Reasonable? That was the word he used. A knight prating of the reasonable!

Mr. Magee unlocked the door of number seven and entered. Lighting his candles and prodding the fire, he composed a note to the waiting girl in seventeen:

"Everything all right. Sleep peacefully. I am on the job. Will see you to-morrow. Mr.—Billy."

Slipping this message under her door, the ex-knight hurried away to avoid an interview, and sat down in his chair before the fire.

"I must think," he muttered. "I must get this thing straight."

For an hour he pondered, threshing out as best he could this mysterious game in which he played a leading part unequipped with a book of rules. He went back to the very beginning—even to the station at Upper Asquewan Falls where the undeniable charm of the first of these girls had won him completely. He reviewed the arrival of Bland and his babble of haberdashery, of Professor Bolton and his weird tale of peroxide blondes and suffragettes, of Miss Norton and her impossible mother, of Cargan, hater of reformers, and Lou Max, foe of suspicion. He thought of the figure in the dark at the foot of the steps that had fought so savagely for the package now in his own pocket—of the girl who had pleaded so convincingly on the balcony for his help—of the colder, more sophisticated woman who came with Hal Bentley's authority to ask of him the same favor. Myra Thornhill? He had heard the name, surely. But where?

Mr. Magee's thoughts went back to New York. He wondered what they would say if they could see him now, whirling about in a queer romance not of his own writing—he who had come to Baldpate Inn to get away from mere romancing and look into men's hearts, a philosopher. He laughed out loud.

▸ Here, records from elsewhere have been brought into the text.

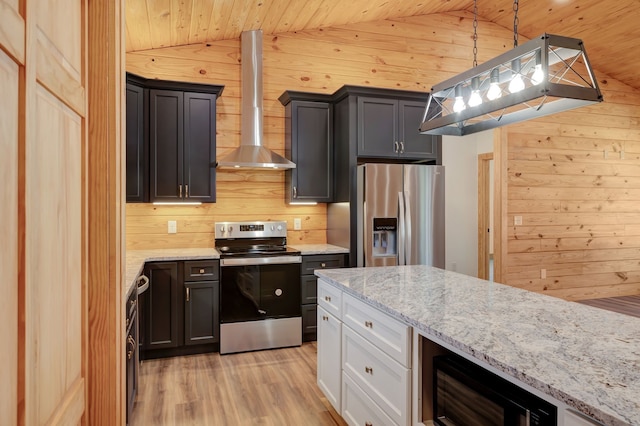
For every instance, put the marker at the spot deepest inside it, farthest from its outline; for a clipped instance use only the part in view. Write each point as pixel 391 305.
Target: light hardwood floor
pixel 274 387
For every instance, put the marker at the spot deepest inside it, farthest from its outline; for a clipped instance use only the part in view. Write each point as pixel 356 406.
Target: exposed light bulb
pixel 538 75
pixel 458 105
pixel 516 84
pixel 475 99
pixel 494 91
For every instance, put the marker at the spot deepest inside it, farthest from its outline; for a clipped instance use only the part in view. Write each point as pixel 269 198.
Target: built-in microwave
pixel 466 394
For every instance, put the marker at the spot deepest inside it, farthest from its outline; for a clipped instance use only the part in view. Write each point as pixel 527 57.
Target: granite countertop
pixel 135 260
pixel 586 357
pixel 309 249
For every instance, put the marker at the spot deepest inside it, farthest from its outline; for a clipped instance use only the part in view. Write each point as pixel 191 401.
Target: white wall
pixel 460 158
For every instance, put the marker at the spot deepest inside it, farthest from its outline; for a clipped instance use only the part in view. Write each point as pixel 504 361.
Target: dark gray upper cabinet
pixel 386 125
pixel 179 121
pixel 137 150
pixel 183 145
pixel 309 144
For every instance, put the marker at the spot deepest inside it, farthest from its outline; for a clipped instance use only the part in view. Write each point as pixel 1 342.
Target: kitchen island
pixel 577 356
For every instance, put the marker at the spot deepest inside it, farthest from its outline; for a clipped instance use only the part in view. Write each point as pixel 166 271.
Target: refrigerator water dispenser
pixel 384 239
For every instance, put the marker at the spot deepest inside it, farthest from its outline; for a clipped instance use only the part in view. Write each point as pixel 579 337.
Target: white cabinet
pixel 329 372
pixel 384 380
pixel 392 336
pixel 359 409
pixel 371 353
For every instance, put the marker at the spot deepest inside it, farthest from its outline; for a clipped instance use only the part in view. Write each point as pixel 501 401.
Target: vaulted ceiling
pixel 609 29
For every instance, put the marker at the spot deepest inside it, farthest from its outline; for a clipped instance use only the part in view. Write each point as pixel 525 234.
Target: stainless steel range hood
pixel 251 154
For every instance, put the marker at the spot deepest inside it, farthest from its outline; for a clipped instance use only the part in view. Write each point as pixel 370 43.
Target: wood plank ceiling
pixel 608 28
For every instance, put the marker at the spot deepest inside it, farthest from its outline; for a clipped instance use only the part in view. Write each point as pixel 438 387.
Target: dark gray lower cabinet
pixel 309 289
pixel 201 303
pixel 161 307
pixel 180 308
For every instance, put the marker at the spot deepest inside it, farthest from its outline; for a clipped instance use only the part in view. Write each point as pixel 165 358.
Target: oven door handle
pixel 267 260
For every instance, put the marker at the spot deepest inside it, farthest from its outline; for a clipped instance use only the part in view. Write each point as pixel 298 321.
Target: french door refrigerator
pixel 400 215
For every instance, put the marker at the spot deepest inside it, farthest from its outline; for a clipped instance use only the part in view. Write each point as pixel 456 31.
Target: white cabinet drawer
pixel 383 379
pixel 330 298
pixel 358 409
pixel 388 334
pixel 329 373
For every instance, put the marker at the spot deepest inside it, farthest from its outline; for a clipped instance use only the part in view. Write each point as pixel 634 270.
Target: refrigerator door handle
pixel 407 229
pixel 401 230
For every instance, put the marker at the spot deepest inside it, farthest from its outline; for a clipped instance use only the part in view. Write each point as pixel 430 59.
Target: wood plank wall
pixel 575 180
pixel 580 222
pixel 403 54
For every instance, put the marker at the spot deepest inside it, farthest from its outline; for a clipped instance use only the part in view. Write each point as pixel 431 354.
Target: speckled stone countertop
pixel 586 357
pixel 137 258
pixel 308 249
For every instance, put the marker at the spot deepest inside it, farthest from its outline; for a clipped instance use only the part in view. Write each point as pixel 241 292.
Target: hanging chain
pixel 516 21
pixel 475 33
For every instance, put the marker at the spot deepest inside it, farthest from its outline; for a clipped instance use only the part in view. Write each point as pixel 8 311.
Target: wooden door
pixel 9 99
pixel 45 179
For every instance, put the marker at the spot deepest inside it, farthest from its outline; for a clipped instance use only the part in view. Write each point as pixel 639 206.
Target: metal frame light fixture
pixel 546 75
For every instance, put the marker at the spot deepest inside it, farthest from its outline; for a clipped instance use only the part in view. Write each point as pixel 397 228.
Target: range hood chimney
pixel 251 154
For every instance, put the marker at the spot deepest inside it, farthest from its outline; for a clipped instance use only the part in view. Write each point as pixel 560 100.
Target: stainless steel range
pixel 259 287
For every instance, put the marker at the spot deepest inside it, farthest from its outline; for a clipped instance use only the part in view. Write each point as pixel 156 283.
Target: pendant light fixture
pixel 546 75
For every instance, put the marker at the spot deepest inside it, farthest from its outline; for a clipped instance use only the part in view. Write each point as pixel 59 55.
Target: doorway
pixel 485 216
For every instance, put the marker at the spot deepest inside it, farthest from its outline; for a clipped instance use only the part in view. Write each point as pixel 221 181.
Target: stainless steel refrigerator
pixel 395 218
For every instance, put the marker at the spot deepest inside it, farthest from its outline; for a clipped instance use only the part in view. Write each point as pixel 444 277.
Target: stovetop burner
pixel 252 239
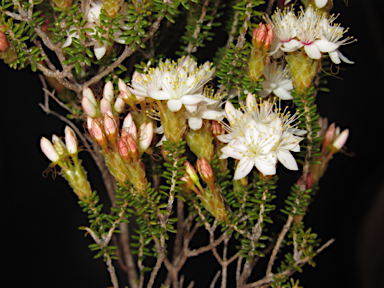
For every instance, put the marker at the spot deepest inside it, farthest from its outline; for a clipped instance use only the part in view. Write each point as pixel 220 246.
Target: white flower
pixel 251 134
pixel 182 84
pixel 333 33
pixel 254 149
pixel 277 81
pixel 309 33
pixel 284 31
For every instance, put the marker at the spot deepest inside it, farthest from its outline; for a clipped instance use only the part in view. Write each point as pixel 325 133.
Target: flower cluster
pixel 92 11
pixel 311 30
pixel 260 136
pixel 65 156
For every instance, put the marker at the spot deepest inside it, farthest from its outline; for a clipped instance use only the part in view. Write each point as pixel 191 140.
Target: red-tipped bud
pixel 130 126
pixel 3 42
pixel 110 127
pixel 105 106
pixel 70 140
pixel 340 140
pixel 108 91
pixel 189 184
pixel 146 136
pixel 328 136
pixel 119 104
pixel 49 150
pixel 205 170
pixel 99 136
pixel 217 129
pixel 191 172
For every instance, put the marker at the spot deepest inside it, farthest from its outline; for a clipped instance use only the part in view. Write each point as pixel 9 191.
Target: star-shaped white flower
pixel 253 150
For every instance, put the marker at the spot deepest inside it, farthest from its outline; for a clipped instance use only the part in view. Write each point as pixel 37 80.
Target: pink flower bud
pixel 89 123
pixel 88 107
pixel 98 134
pixel 48 149
pixel 3 42
pixel 191 171
pixel 59 145
pixel 70 140
pixel 130 126
pixel 146 136
pixel 105 106
pixel 124 92
pixel 205 170
pixel 328 136
pixel 341 140
pixel 119 104
pixel 123 150
pixel 110 127
pixel 87 92
pixel 108 91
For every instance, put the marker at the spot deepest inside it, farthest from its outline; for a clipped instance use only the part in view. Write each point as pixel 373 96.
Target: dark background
pixel 41 244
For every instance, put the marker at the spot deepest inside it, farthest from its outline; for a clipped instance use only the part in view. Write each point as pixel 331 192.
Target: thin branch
pixel 278 244
pixel 215 279
pixel 269 279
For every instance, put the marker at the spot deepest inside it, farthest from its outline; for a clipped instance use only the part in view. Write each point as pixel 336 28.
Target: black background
pixel 41 244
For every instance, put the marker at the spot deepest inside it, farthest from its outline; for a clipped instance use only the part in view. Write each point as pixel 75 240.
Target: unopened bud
pixel 205 170
pixel 48 149
pixel 341 140
pixel 119 105
pixel 70 140
pixel 110 127
pixel 58 144
pixel 3 42
pixel 108 91
pixel 130 126
pixel 146 136
pixel 105 106
pixel 99 136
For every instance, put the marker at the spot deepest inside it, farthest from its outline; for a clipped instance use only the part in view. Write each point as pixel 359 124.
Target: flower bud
pixel 48 149
pixel 105 106
pixel 99 136
pixel 70 140
pixel 205 170
pixel 58 144
pixel 3 42
pixel 341 140
pixel 87 92
pixel 108 91
pixel 130 126
pixel 119 104
pixel 146 136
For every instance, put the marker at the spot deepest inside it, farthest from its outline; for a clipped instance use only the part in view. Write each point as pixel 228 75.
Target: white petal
pixel 243 168
pixel 286 158
pixel 325 46
pixel 174 105
pixel 225 138
pixel 192 99
pixel 334 57
pixel 232 151
pixel 160 95
pixel 312 51
pixel 159 130
pixel 282 94
pixel 212 115
pixel 195 123
pixel 321 3
pixel 266 164
pixel 344 59
pixel 251 101
pixel 291 46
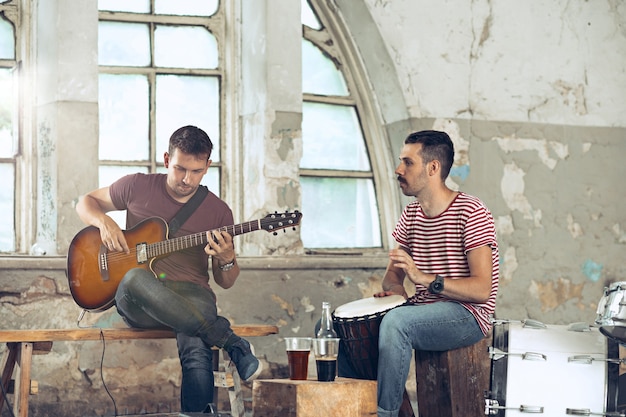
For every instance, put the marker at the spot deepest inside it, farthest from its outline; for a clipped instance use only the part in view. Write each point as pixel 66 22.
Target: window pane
pixel 184 47
pixel 7 207
pixel 124 117
pixel 125 44
pixel 7 109
pixel 355 225
pixel 186 7
pixel 332 138
pixel 319 74
pixel 308 16
pixel 7 40
pixel 187 100
pixel 131 6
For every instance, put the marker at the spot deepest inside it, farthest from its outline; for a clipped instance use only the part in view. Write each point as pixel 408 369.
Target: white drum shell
pixel 556 383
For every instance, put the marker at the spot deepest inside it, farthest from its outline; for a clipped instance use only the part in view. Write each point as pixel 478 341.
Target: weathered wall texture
pixel 533 94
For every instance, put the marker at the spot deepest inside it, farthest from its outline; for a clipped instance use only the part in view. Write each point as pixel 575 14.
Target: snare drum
pixel 357 325
pixel 552 370
pixel 610 311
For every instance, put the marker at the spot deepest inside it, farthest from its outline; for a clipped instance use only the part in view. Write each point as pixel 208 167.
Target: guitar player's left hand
pixel 221 247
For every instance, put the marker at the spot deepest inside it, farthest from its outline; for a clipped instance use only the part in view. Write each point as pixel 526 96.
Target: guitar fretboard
pixel 202 238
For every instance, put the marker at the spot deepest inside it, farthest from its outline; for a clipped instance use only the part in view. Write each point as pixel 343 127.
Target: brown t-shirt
pixel 144 195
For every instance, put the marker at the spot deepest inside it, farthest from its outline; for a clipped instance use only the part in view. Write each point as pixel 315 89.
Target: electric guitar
pixel 94 272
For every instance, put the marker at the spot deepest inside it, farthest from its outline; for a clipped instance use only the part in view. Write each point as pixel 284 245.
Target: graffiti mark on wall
pixel 592 270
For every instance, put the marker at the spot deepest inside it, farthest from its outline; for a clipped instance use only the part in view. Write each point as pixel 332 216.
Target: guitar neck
pixel 176 244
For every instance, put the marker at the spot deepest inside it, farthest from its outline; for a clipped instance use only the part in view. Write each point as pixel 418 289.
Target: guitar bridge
pixel 142 253
pixel 103 263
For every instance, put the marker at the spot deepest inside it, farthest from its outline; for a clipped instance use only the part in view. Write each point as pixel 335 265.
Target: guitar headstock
pixel 276 221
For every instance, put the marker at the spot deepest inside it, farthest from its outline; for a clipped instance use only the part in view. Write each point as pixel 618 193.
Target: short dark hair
pixel 191 140
pixel 435 145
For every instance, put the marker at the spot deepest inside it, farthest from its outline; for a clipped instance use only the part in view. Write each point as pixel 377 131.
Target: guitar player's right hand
pixel 112 236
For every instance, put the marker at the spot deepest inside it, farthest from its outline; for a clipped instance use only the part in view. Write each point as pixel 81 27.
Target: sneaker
pixel 242 354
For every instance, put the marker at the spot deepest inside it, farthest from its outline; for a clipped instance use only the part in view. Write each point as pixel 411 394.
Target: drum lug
pixel 530 323
pixel 587 412
pixel 492 407
pixel 495 354
pixel 588 360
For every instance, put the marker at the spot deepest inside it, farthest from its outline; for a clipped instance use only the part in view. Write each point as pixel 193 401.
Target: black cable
pixel 80 317
pixel 6 400
pixel 102 373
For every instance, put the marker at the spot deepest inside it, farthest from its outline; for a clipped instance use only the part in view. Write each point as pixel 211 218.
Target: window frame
pixel 215 24
pixel 334 40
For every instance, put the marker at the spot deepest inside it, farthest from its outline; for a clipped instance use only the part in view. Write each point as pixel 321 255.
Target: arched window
pixel 9 149
pixel 160 69
pixel 336 171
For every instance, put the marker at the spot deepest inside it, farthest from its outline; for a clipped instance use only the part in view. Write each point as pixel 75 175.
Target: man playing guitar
pixel 176 293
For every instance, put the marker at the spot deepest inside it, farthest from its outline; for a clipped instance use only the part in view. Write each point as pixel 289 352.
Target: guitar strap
pixel 185 211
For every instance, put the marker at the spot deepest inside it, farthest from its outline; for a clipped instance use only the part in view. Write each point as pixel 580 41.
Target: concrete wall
pixel 533 95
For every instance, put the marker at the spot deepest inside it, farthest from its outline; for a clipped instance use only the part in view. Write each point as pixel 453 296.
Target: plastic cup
pixel 298 349
pixel 325 351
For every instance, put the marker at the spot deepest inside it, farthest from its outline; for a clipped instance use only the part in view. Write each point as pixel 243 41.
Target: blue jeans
pixel 434 327
pixel 190 310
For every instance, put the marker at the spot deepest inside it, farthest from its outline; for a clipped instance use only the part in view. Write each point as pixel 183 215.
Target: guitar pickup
pixel 142 253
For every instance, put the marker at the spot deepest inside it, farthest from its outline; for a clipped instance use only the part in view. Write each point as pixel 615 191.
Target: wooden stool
pixel 453 383
pixel 343 397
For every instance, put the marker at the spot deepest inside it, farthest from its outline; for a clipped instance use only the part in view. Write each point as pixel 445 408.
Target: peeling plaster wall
pixel 533 96
pixel 557 62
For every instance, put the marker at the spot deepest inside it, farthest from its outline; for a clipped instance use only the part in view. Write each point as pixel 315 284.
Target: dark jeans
pixel 190 310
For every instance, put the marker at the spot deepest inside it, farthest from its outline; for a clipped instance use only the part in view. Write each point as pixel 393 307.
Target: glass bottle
pixel 326 325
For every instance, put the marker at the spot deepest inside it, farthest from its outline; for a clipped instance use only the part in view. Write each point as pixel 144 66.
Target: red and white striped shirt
pixel 439 245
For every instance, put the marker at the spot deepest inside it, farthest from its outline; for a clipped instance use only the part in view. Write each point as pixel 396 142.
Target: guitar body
pixel 94 273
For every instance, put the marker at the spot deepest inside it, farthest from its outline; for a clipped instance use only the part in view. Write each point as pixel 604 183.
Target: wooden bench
pixel 22 344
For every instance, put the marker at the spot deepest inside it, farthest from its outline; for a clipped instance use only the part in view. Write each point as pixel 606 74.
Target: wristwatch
pixel 227 266
pixel 436 287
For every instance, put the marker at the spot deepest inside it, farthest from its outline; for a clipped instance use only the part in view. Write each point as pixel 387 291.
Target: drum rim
pixel 392 302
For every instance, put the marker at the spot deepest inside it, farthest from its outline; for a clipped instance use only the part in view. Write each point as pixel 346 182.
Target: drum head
pixel 367 306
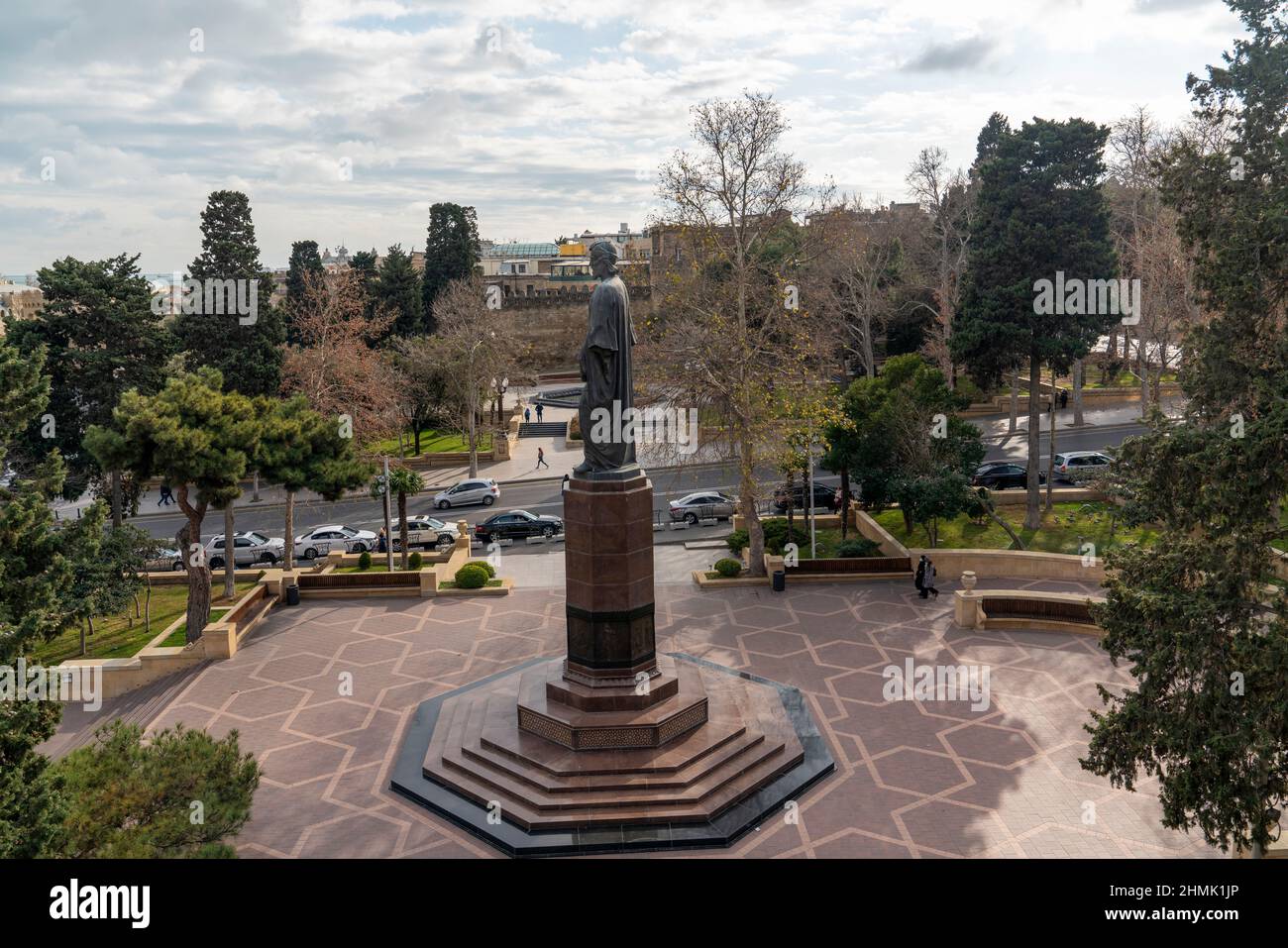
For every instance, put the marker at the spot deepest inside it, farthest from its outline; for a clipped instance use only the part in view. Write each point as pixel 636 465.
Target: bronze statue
pixel 606 406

"To-morrow is another day," he reflected. "I'll solve this whole thing then. They can't go on playing without me—I've got the ball."

He took the package from his pocket. Its seals had already been broken. Untying the strings, he began carefully to unwrap the paper—the thick yellow banking manila, and then the oiled inner wrapping. So finally he opened up the solid mass of—what? He looked closer. Crisp, beautiful, one thousand dollar bills. Whew! He had never seen a bill of this size before. And here were two hundred of them.

He wrapped the package up once more, and prepared for bed. Just as he was about to retire, he remembered Mr. Bland, bound and gagged below. He went into the hall with the idea of releasing the unlucky haberdasher, but from the office rose the voices of the mayor, Max, and Bland himself. Peace, evidently, had been declared between them. Mr. Magee returned to number seven, locked all the windows, placed the much-sought package beneath his pillow, and after a half-hour of puzzling and tossing, fell asleep.